Independently, the Commission has misread the letter. The August 2 letter did not claim to have reduced risk in the LDBF. The letter states that "the downdraft in valuations has had a significant impact on the risk profile of our portfolios, prompting us to take steps to seek to reduce risk across the affected portfolios" (emphasis added). Indeed, at oral argument, the Commission acknowledged that there was no particular sentence in the letter that was inaccurate. It contends that the statement, "[t]he actions we have taken to date in the [LDBF] simultaneously reduced risk in other SSgA active fixed income and active derivative-based strategies," misled investors into thinking SSgA reduced the LDBF's risk profile. This argument ignores the word "other." The letter was sent to clients in at least twenty-one other funds, and, if anything, speaks to having reduced risk in funds other than the LDBF.
Finally, we note that the Commission has failed to identify a single witness that supports a finding of materiality. Cf. SEC v. Phan, 500 F.3d 895, 910 (9th Cir.2007) ("The SEC, which both bears the burden of proof and is the party moving for summary judgment, submitted no evidence to the district court demonstrating the materiality of the misstatement about the payment terms."). We do not think the letter was misleading, and we find no substantial evidence supporting a conclusion otherwise.

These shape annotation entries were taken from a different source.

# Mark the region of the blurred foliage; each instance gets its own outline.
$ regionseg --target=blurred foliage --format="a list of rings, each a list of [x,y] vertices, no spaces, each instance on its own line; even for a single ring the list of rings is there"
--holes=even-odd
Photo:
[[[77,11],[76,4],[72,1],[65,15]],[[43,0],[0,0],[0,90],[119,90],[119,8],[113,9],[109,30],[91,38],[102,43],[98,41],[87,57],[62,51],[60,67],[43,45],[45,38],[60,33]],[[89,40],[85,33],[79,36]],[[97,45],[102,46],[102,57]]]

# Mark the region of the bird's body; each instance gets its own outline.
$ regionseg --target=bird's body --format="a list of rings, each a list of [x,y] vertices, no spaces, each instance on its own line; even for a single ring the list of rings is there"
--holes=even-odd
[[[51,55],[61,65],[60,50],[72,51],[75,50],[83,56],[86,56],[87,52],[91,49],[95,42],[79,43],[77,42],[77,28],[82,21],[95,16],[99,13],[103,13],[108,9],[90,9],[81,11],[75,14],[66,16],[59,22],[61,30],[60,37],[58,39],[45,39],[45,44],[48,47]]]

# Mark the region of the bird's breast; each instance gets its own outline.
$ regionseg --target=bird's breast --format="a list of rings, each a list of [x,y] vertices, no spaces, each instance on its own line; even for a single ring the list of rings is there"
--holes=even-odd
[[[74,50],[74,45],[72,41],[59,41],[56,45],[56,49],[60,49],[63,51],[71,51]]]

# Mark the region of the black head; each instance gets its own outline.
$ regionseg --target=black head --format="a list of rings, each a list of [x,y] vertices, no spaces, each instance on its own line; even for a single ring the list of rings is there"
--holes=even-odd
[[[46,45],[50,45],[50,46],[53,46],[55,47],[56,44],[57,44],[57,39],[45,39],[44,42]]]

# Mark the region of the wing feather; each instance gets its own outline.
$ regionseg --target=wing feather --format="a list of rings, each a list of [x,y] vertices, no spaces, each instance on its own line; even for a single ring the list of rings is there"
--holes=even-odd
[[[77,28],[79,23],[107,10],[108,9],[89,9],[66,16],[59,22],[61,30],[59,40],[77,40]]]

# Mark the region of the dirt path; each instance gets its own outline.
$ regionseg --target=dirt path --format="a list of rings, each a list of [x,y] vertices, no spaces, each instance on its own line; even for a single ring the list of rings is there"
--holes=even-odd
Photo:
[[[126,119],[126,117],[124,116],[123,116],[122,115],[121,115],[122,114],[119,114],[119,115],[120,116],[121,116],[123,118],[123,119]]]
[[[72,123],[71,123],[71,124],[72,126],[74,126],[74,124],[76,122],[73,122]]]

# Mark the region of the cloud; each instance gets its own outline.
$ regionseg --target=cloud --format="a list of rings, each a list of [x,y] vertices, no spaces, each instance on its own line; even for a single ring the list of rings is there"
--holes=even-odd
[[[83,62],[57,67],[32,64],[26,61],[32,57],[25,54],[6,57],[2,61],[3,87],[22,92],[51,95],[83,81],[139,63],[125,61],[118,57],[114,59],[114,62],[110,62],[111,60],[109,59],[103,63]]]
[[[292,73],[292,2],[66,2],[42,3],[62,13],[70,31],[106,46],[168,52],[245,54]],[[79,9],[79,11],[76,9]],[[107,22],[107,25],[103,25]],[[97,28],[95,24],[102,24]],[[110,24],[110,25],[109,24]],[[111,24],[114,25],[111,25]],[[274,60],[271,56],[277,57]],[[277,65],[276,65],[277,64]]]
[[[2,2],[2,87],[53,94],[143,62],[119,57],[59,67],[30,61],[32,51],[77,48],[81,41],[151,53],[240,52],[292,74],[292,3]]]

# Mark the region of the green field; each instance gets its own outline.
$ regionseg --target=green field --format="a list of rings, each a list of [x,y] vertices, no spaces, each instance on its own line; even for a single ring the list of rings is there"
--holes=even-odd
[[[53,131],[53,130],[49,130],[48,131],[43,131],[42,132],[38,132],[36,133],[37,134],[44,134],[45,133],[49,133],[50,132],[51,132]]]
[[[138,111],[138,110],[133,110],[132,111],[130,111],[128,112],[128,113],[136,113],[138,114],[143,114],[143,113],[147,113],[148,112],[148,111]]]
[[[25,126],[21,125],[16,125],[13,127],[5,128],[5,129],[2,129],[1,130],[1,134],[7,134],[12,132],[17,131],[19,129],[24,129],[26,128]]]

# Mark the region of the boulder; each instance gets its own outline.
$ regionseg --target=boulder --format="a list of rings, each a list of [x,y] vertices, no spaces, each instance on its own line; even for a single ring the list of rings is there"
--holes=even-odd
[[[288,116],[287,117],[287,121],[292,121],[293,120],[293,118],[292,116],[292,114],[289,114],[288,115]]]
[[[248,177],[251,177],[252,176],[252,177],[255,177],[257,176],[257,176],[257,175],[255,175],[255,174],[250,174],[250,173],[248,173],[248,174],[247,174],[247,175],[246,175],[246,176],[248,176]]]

We need not reach the August 14 letter.
For the reasons above, we grant the petitions for review and vacate the Commission's order.
We also assume that the Commission did not err in its finding that Hopkins in fact presented the Typical Portfolio Slide in his presentation to the NJC on May 10, 2007.
We do not suggest that the mere availability of accurate information negates an inaccurate statement. Rather, when a slide is labeled "typical," and where a reasonable investor would not rely on one slide but instead would conduct due diligence when making an investment decision, the availability of actual and accurate information is relevant.